The fort itself provides a progression track that serves as both victory condition and strategic advantage. Upgrading your fort requires resources gathered from playing kid cards, and higher fort levels provide permanent abilities that strengthen your position. The race to build your fort creates natural pacing and gives every turn a clear purpose beyond accumulating deck power.
The two resource types, pizza and toys, create enough economic texture to make resource management meaningful without overcomplicating the game. Different kids generate different resources, and the fort upgrades require specific combinations, so managing your resource production through deck composition adds a planning layer on top of the card play decisions.

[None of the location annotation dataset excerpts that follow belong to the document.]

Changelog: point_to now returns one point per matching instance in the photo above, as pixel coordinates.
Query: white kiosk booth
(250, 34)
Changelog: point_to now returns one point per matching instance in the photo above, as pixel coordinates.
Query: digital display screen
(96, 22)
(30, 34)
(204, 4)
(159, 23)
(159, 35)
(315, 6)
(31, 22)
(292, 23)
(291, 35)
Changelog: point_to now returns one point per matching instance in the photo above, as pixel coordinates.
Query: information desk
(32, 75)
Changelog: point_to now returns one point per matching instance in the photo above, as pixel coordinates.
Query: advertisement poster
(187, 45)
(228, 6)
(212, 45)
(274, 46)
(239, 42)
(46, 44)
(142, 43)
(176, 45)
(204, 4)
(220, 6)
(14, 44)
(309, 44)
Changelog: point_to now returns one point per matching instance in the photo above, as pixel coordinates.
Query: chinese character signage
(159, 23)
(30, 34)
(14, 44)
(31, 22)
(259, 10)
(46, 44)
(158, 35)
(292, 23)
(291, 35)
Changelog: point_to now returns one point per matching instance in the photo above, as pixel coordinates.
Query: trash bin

The art and theme work together to create a game that feels lighthearted without being lightweight. Kid cards have names and specialties that make them feel like individuals rather than abstractions, and the fort-building narrative provides a satisfying arc for a game that lasts under an hour. The visual design supports quick card recognition during play, which matters in a game where evaluating your yard options happens on other players’ turns.
Gone Before You’re Ready
Game length is Fort’s most divisive element. Games frequently end before players feel their engines have reached full potential, with the fort track or point threshold triggering the end just as deck compositions start hitting their stride. This abruptness is partially by design, creating urgency that prevents leisurely optimization, but it can feel anticlimactic when a promising strategy gets cut short.
Card draw luck has outsized impact in a game this short. Drawing your best cards at the wrong time, or watching your key recruits get poached before you can play them, can derail a strategy with no time to recover. Longer deck builders absorb variance across many shuffles. Fort’s compressed timeline means a bad shuffle or two can determine the outcome.

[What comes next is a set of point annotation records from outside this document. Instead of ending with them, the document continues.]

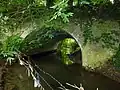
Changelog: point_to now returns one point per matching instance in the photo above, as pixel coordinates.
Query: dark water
(73, 74)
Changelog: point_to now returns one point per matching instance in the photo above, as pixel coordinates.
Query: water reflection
(73, 74)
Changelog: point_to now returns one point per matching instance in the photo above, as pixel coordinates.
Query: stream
(72, 74)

The player count matters significantly. At two players, the poaching mechanism loses much of its tension because there’s only one opponent to worry about. At three and four, the yard becomes a contested space where multiple players evaluate your unused kids, creating the interactive energy the game is designed around. Two-player Fort works but feels like a diminished version of the full experience.

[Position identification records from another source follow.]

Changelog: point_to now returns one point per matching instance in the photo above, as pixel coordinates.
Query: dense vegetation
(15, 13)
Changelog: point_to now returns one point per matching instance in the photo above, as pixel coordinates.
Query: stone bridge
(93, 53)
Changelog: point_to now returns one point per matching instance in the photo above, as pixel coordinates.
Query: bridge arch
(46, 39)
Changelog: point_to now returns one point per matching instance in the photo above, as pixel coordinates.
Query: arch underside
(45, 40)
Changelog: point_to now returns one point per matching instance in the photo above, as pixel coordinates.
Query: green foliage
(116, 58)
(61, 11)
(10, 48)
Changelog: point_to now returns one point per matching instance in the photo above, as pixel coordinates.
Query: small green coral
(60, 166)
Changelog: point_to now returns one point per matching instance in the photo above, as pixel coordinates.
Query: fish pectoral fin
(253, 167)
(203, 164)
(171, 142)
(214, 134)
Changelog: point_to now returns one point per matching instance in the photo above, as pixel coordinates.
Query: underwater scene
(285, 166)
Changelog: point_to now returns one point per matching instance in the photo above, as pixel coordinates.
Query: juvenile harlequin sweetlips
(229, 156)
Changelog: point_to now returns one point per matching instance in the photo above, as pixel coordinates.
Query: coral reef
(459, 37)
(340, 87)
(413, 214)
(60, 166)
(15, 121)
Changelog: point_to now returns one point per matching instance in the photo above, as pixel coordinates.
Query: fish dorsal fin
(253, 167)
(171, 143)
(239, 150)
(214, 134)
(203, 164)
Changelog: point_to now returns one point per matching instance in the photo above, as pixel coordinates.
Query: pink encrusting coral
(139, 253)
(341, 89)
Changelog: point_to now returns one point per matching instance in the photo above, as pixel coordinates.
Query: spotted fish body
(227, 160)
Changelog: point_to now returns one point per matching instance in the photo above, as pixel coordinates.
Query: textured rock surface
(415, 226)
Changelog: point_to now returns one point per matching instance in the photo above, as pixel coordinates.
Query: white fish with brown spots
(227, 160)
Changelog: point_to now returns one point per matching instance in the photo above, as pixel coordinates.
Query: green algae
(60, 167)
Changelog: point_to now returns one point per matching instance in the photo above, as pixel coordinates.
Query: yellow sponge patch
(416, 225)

The rules overhead is slightly higher than the game’s weight suggests. Between the poaching mechanism, the made-up rules track, the fort upgrades, and the different action types, teaching Fort takes longer than its playtime would predict. Experienced gamers absorb it quickly, but casual players sometimes need a full learning game before the mechanisms click.
Small Game, Big Decisions
Fort proves that a thirty-minute deck builder can create genuinely tense decisions when the right mechanism is applied. The threat of losing your unused cards forces you to evaluate every hand not just for what you can do, but for what you’re willing to risk. That evaluation, repeated every turn, creates more meaningful decisions per minute than many games that take three times as long.
Should You Play Fort?
Play Fort if you enjoy deck builders and want one with meaningful player interaction, if short game times appeal to you, or if Leder Games’ design sensibility resonates with your taste. It’s best at three or four players where the poaching creates maximum tension. Skip it if you prefer deck builders where you can develop elaborate engines over many rounds, if card draw luck frustrates you in short games, or if you primarily play at two players.
The Verdict on Fort
Fort injects the deck-building genre with an interactive energy it usually lacks, making every unused card a potential gift to your opponents and every hand a genuine dilemma. The kid theme is more charming than it has any right to be, and the game packs real decisions into a tight timeframe. It ends too quickly for some tastes and the luck can sting, but the core mechanism is clever enough to earn a permanent spot in the quick-play rotation.